I buried my face into his chest and sobbed. "dd, i'm just scared I might loose you too soon." I said still buried in his chest. "It's ok ma. I love you i'm not going anywhere." He said pulling my chin up.

"No, not like that. Like what if you end up like.... Notti." The expression on his face changed. He started tearing up. "Sorry baby, I didn't mean to bring it up." I wiped his tears and pulled him onto me.

"No, you good ma. It's just that it's all my fault." he confessed. I started playing with his curls. "How is it your fault? It's not your fault." I reassured him.

"It is! If I just stayed with him. He would be here today. yk what I mean. Like it was all so fast." He said tearing up again.

"Baby, it's ok. It's not your fault. Don't think like that ok. It's not anyone's fault except for the opp that did it." He looked up at me, with tears strolling down his face.
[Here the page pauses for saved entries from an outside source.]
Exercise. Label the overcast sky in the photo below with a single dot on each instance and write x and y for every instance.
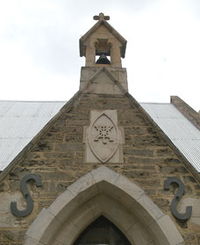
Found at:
(39, 47)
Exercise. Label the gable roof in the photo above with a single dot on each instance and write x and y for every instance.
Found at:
(20, 121)
(94, 28)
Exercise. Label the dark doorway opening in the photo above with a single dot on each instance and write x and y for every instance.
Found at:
(102, 232)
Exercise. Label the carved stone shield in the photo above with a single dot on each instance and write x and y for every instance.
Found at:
(103, 137)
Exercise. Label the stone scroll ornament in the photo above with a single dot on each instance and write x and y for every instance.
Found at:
(26, 194)
(103, 136)
(178, 195)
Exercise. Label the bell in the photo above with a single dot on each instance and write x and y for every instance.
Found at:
(103, 59)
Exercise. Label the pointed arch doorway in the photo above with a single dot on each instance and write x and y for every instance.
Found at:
(102, 231)
(103, 192)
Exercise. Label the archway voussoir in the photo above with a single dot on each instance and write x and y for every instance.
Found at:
(167, 230)
(59, 204)
(149, 211)
(41, 225)
(104, 174)
(131, 189)
(82, 184)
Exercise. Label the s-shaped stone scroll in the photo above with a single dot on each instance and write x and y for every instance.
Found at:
(178, 195)
(26, 194)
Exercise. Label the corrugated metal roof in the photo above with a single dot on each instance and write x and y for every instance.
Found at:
(20, 121)
(184, 135)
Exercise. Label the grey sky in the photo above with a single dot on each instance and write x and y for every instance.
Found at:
(39, 47)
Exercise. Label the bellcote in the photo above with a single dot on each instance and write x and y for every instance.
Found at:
(102, 45)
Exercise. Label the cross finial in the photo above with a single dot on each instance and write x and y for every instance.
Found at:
(101, 16)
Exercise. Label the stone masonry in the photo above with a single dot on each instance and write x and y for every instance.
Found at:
(57, 154)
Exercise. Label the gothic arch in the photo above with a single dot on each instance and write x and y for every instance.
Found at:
(103, 192)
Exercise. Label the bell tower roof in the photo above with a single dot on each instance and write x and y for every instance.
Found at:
(102, 31)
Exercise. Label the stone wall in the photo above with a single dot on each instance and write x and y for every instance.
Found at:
(58, 156)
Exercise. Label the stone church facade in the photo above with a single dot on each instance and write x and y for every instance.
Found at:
(100, 162)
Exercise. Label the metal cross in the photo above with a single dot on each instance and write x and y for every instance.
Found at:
(101, 16)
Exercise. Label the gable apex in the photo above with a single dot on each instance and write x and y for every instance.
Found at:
(104, 23)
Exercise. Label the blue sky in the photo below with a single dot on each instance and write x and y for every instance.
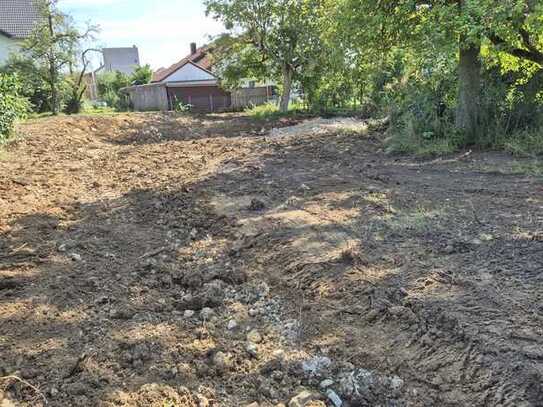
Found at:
(162, 30)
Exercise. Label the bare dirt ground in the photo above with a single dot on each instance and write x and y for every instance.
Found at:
(163, 260)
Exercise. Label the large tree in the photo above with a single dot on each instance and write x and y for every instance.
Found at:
(510, 26)
(55, 45)
(285, 35)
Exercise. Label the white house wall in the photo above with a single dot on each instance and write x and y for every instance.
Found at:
(189, 72)
(7, 47)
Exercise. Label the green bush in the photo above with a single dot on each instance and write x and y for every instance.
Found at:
(13, 106)
(33, 87)
(109, 86)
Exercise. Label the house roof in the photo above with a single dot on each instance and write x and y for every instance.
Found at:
(200, 58)
(18, 17)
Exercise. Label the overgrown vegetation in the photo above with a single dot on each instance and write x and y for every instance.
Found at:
(449, 75)
(13, 105)
(111, 83)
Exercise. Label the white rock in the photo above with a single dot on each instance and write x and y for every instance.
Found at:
(75, 256)
(254, 336)
(303, 398)
(316, 366)
(252, 349)
(334, 398)
(206, 313)
(326, 383)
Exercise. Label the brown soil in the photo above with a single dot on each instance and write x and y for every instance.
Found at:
(112, 227)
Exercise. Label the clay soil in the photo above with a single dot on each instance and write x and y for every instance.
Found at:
(113, 227)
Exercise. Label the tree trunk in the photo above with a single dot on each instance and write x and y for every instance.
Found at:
(287, 86)
(468, 109)
(53, 76)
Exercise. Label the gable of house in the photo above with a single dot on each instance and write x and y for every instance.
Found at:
(186, 67)
(190, 72)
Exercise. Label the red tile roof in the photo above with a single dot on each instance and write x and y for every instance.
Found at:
(200, 58)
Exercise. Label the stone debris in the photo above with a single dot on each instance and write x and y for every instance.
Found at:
(320, 126)
(316, 366)
(304, 398)
(334, 398)
(365, 386)
(254, 336)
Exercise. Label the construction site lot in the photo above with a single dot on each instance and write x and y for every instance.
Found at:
(181, 260)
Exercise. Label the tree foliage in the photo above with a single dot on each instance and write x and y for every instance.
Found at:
(54, 46)
(12, 104)
(282, 36)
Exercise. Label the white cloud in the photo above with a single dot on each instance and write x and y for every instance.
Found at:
(163, 39)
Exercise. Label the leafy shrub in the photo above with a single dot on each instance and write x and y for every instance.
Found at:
(109, 86)
(264, 111)
(142, 75)
(33, 87)
(12, 105)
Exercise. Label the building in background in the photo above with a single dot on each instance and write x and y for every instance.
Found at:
(17, 20)
(124, 60)
(193, 82)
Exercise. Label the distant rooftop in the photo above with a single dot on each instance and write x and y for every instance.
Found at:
(18, 17)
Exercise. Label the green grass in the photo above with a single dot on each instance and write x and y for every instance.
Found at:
(270, 111)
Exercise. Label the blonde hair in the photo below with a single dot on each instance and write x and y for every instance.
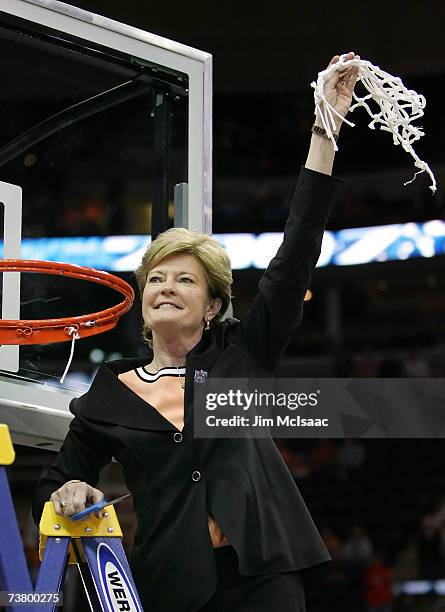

"Ma I just want my brother back. He was my everything you know. Like we were always there for eachother and made each others day. Him just being there was all that I needed to be happy for the whole day." He cried.

I started tearing up as well. "Baby, it's ok. Nothing can be done now except to move forward. Notti is so proud of you right now and where you are now. You've made it in life and your career is enhancing and growing." I lifted his chin up and said "Notti will always be with you. I loved him too. It's so depressing but I can't imagine what you're going through."

DD sniffled and laid back onto my chest, wrapping his hands around my waist. We laid there for a while just taking and processing what we just talked about.

"But dd, I want you to know that I'll always be here for you. Word2 ma motha, I will do everything in my power to make sure you're safe and happy. I love you dd." I looked down at him. He lifted his head up and brought it to my neck.

He whispered " I know ma, and I love you too for that. I just don't want you to go either. I want to protect you as my girl, my best friend, my wife, my kid's mother and my everything. You having supported me through everything, even before I started making music. You were always there for me. If it wasn't for you, I don't think I would be where I am today. I owe it all to you ma." He started to place soft kisses on my neck. Rubbing underneath my back, reaching my ass.

"Thank you dd." I rested my chin on his head , rubbing his back as well, falling asleep to his touch. "Goodnight ma." "Goodnight dd."